In a response Dr Sheill said he was legally allowed to use the title doctor and to administer Botox.

He added: “The journalist who attended the clinic under the pretence of obtaining treatment never asked at the consultation if I was registered with the General Medical Council. If she had done so, she would have been told no as you do not have to be registered with the General Medical Council to administer Botox.”

Soutzos Heal graphic

Other doctors who breached restrictions and suspensions handed down by the GMC included:

• “Predatory” Harley Street psychiatrist Theodore Soutzos, whose medical posts were restricted to supervised posts in April 2008, and who had to tell his employers about his disciplinary hearings. Soutzos had seduced a suicidal patient before warning her not to tell anyone and destroy his career. The patient then threw herself in the Thames, jumped in front of a police car and took five overdoses in 18 days.The private consultant also had “improper” relationships with two other vulnerable patients. But Soutzos ignored the restrictions and went on to carry out work for a private client, and was later struck off after the GMC found out about the deception.

• Top surgeon David Heal from Brighton was told that he could not work in unsupervised posts in August 2009, after telling a speed camera operator who was attempting to photograph his car: “If you ever come to me for treatment, I will make sure you die.” Three weeks later, he had already secured work as an unsupervised locum doctor at Horton Hospital in Banbury. And just three days into his new job, Heal “became irate” with a patient, leading to fresh complaints made about him. Later that year, Heal committed common assault on a man who attempted to repossess his car, but did not inform the GMC of the conviction and continued to work at Horton Hospital until he was struck off in November 2010.

Sir Donald Irvine, the former president of the General Medical Council, said that the investigation’s disclosures provided evidence that the current disciplinary system does not protect patients as well as it should do and called for a more rigorous approach.

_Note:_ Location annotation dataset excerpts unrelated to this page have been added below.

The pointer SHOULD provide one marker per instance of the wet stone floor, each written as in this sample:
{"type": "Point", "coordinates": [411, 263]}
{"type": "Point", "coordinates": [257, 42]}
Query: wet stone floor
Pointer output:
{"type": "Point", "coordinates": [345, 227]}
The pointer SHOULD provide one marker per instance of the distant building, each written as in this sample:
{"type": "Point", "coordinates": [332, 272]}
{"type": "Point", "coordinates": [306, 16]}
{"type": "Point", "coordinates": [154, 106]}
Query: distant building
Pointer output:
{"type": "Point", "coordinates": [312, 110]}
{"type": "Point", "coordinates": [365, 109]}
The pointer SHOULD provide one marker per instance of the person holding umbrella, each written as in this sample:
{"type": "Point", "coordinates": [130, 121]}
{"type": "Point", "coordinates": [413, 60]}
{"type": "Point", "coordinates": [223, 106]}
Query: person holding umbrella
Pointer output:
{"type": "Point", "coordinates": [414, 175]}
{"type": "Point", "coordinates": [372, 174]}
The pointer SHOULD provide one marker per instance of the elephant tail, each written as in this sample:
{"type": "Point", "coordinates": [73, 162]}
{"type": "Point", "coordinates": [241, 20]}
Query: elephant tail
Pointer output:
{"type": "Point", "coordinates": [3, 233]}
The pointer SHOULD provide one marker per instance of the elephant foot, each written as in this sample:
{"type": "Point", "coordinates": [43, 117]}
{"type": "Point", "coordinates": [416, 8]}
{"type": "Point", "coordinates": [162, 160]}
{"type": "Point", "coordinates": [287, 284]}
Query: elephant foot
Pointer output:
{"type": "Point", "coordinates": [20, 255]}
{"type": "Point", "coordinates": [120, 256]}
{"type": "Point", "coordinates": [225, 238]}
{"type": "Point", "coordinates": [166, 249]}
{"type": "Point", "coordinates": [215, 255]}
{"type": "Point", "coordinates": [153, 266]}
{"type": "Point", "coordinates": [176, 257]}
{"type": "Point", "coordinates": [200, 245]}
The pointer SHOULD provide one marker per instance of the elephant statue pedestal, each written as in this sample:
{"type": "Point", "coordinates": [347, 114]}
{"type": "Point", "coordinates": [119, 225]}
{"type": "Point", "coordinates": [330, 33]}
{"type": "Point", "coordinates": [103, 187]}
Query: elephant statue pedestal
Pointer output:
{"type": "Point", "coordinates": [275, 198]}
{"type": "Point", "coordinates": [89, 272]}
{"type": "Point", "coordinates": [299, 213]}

Sir Donald said that although “[doctors breaking sanctions] very often… [the system] is manifestly not working if any get through.

“A panel which is charged with protecting the public… will have imposed conditions because of something in the doctor’s practice, health or general conduct which they deem to put patients at risk.

He added: “It’s tantamount to the doctor saying to patients, ‘I regard you with contempt. I regard the public with contempt. I regard my profession with contempt and I regard the [GMC] with contempt.'”

Sir Donald continued: “I think some of these cases slipping through the system indicate that something tougher is required.

“It could be made tougher now by clarity about sanction: if you break conditions on your practice, that is to say you should lose your license.”